東京家庭裁判所 昭和44年(家ロ)30号 審判 1969年10月23日
申立人 岩井茂(仮名)
主文
東京家庭裁判所昭和四一年(家)第一〇、〇九九号遺留分放棄許可申立事件について、昭和四一年一一月二九日当庁がなした許可の審判を取消す。
理由
一 本件申立の要旨
1 申立人は、被相続人岩井英夫と亡玲子との間の二男として生まれ、英夫の後妻の岩井由理子と昭和三三年四月八日養子縁組をした。
そこで、申立人は由理子の財産(当時約一億円と評価されていた)に対する相続権があつたので、被相続人英夫の財産については同人からの希望もあつて、推定相続人数名の内申立人がただひとり相続開始前に遺留分放棄をすることとし、その旨の申立(東京家庭裁判所昭和四一年(家)第一〇、〇九九号〕をし、昭和四一年一一月二九日、その許可の審判を得た。
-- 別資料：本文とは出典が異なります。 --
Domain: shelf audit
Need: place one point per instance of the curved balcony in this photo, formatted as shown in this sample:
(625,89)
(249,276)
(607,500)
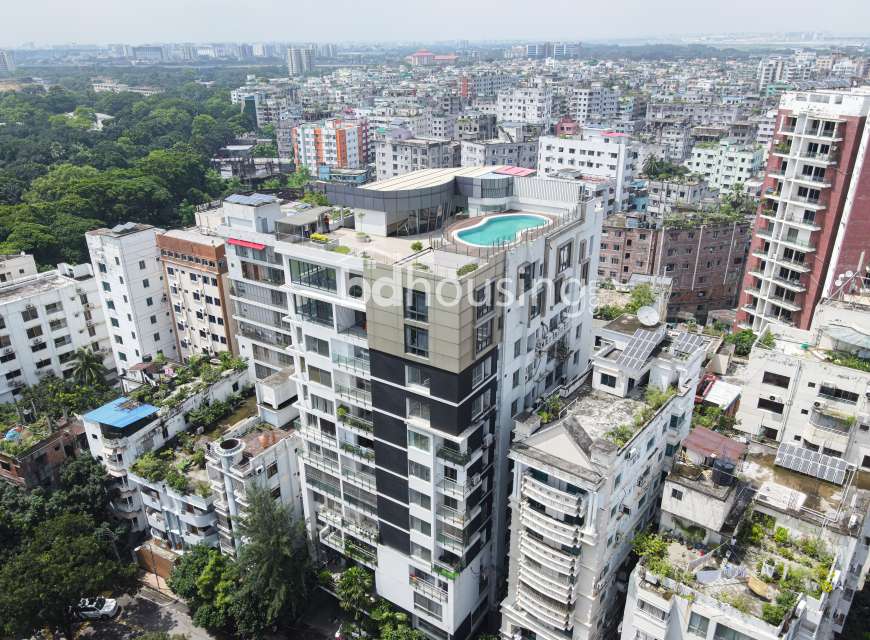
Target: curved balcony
(555,616)
(562,591)
(203,519)
(559,532)
(568,503)
(547,556)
ところが、申立人は岩井由理子との間で、昭和四三年七月一一日、なんら財産の分配を受けることなく、協議離縁した。そうして岩井由理子は、昭和四四年二月四日死亡し、被相続人英夫については、まだ相続は開始されていない。
2 こうして、上記遺留分放棄の前提であつた事実に関し、事情の変更があつたことになつた。
3 そこで申立人において、もはや被相続人の財産について、その相続開始以前に遺留分を放棄する理由がなくなつたというべきであるから、上記審判の取消を求める。
二 申立人および被相続人の各審問の結果、東京家庭裁判所調査官石山勝己の調査の結果ならびに当庁昭和四一年(家)第一〇、〇九九号事件の記録に綴られた各資料によれば、上記一1の事実が認められる。
してみれば、申立人が上記審判を申立てたときは、真実被相続人英夫の相続開始以前において、遺留分を放棄する意思で申立てたものであるが、その後申立人主張のとおりに事情が変更したことの明らかな現在において、申立人が既にその意思をひるがえして、遺留分放棄の意思を有しないことが明らかとなつた以上、相続の開始された場合ならいざ知らず、いまだその開始前である本件にあつては、遺留分放棄の状態を維持する必要はいささかもないというべきである。
すなわち、相続開始以前の遺留分放棄の制度自体が、旧民法のもとでは無効と解すべきものとされていたところ、現行民法において新たに設けられた規定であるが、相続開始以前においては相続権の放棄が許されないのに対比して考えれば、安易に遺留分放棄を許せば、民法の平等相続の原則を、不合理、不公正に破壊することになりかねないところである。そこで、遺留分放棄許可審判に際しては、その放棄が真意に出たものであるかどうかおよび放棄するに至つた実質的の理由の合理性の有無を慎重に確かめる必要があると解せられている。つまりその放棄はみだりに許されるべきでないといわなければならない。
そうして、相続開始前の遺留分放棄の状態は、継続的法律関係の設定であるとはいいにくいが、明らかにその理由とする基礎的前提事実関係が変更し、その変更が極めて明らかである場合は、遺留分放棄許可はもはや実情に適しなくなつたものであつて、かえつて実情に合致させる措置をとることが要請されると解すべきである。従つて、事情が変更した結果、現在その意思のなくなつた相続人を、なお遺留分放棄の状態に留まらせる必要は少しもなく、むしろ、その状態を旧に復すべきである。
これは、被相続人が遺留分を有する推定相続人の廃除(この廃除も、実質的には遺留分の権利を奪うに等しいと解される)を求めた後、法律上の原因もしくは特別の事由を必要とせず、その廃除の取消を被相続人の側からは求めうることに比べて、十分理由のあるところと解される。
よつて、事情の変更によつて、上記審判を取消すこととし、主文のとおり審判する。